Recently we pushed some updates through GPO which ran at a users login to the domain. Weeks went by and I kept getting calls about people with old software that didn’t update. After some quick investigating these users were simply not rebooting or shutting down their computers and some were going on two months. On one hand that’s pretty good for Windows 10 machines but on the other they were missing important updates. After looking around I found that PsInfo.exe, part of the PSTools suite, would let me poll a computer for uptime but I wanted to poll all the computers and see how widespread this problem was.

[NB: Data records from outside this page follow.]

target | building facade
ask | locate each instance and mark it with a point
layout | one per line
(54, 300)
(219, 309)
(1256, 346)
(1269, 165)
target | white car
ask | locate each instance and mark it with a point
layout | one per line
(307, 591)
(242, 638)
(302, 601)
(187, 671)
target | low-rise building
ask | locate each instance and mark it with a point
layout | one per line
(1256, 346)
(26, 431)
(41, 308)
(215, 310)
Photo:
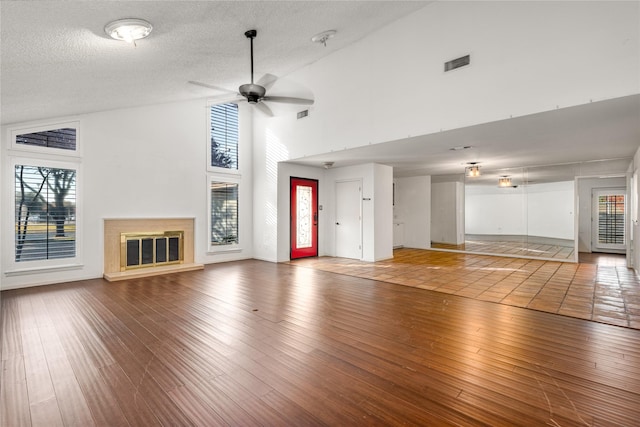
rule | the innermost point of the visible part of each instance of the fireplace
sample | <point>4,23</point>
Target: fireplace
<point>142,247</point>
<point>143,250</point>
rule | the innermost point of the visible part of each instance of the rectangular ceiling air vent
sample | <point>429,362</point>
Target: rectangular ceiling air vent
<point>457,63</point>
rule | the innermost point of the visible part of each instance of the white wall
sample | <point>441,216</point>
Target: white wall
<point>143,162</point>
<point>550,210</point>
<point>447,212</point>
<point>543,210</point>
<point>634,256</point>
<point>382,199</point>
<point>489,211</point>
<point>413,209</point>
<point>391,85</point>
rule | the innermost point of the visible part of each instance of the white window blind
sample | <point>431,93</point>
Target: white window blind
<point>45,213</point>
<point>224,136</point>
<point>224,213</point>
<point>64,139</point>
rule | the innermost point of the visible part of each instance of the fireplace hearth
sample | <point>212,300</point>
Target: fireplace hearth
<point>143,247</point>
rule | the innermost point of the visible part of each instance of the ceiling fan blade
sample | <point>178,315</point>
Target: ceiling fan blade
<point>264,109</point>
<point>208,86</point>
<point>288,100</point>
<point>267,80</point>
<point>232,97</point>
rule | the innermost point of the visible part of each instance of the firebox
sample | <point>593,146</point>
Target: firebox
<point>138,250</point>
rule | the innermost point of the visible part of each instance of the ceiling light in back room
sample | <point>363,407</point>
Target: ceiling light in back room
<point>128,30</point>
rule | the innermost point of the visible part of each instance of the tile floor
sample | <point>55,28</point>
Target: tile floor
<point>598,288</point>
<point>520,248</point>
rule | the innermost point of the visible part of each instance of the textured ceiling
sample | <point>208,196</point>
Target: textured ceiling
<point>56,59</point>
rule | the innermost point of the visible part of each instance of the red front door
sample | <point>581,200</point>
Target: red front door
<point>304,218</point>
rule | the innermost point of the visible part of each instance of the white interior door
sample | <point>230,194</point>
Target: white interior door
<point>608,219</point>
<point>349,219</point>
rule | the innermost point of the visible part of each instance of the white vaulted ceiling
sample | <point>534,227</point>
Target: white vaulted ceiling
<point>56,59</point>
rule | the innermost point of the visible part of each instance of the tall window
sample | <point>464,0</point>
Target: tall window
<point>224,213</point>
<point>611,219</point>
<point>45,226</point>
<point>45,213</point>
<point>224,136</point>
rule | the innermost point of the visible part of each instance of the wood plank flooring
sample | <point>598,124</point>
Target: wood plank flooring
<point>605,292</point>
<point>256,343</point>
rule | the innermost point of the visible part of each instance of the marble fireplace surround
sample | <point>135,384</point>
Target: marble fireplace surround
<point>114,227</point>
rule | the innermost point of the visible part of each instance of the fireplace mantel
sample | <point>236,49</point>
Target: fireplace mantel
<point>114,227</point>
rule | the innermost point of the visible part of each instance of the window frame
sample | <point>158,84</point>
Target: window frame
<point>25,148</point>
<point>217,169</point>
<point>25,267</point>
<point>225,179</point>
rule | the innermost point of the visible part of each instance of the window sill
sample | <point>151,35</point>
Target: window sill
<point>48,269</point>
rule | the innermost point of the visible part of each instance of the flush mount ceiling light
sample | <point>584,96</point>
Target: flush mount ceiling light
<point>473,170</point>
<point>504,181</point>
<point>128,30</point>
<point>323,37</point>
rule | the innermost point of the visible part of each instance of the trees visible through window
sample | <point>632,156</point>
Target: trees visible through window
<point>224,136</point>
<point>45,213</point>
<point>224,213</point>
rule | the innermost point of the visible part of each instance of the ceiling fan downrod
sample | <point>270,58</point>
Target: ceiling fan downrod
<point>251,35</point>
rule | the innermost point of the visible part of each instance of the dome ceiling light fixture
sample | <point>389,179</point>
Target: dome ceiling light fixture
<point>504,181</point>
<point>472,170</point>
<point>128,29</point>
<point>323,37</point>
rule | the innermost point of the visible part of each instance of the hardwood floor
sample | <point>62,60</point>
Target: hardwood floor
<point>601,288</point>
<point>257,343</point>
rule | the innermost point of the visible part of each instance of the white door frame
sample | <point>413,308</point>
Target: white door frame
<point>336,204</point>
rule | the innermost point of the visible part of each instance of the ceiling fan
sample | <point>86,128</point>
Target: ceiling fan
<point>256,93</point>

First I started with a list of all computers taken from Active Directory using this PowerShell command to export them to a text file. Technically this command exports to a csv but I’m only taking one column so I skipped a step:
Get-ADComputer -Filter * -Properties Name | Select-Object Name | Export-CSV "C:\temp\ComputerNames.txt" -NoTypeInformation
Opening the file you should have a header of Name with all your workstations. I deleted the header and did a global find and replace to remove the quotes so I had a file with just the workstation names. Next I made a batch file with this single line:
For /f "tokens=*" %%i in (ComputerNames.txt) do psinfo uptime -nobanner \\%%i >> uptime.txt
I placed the batch file (CheckUptime.bat for me) in the same directory as PsInfo.exe and my ComputerNames.txt file. Run the batch file and it will step through each computer name in the file and check the uptime giving you something like this:
System information for \WSComputer2:
Uptime: 0 days 5 hours 24 minutes 57 seconds
System information for \WSComputer6:
Uptime: 2 days 17 hours 45 minutes 18 seconds
System information for \WSComputer23:
Uptime: 0 days 0 hours 42 minutes 41 seconds
I’m sure there is also a way to scrap the file and clean this up but it works for my needs.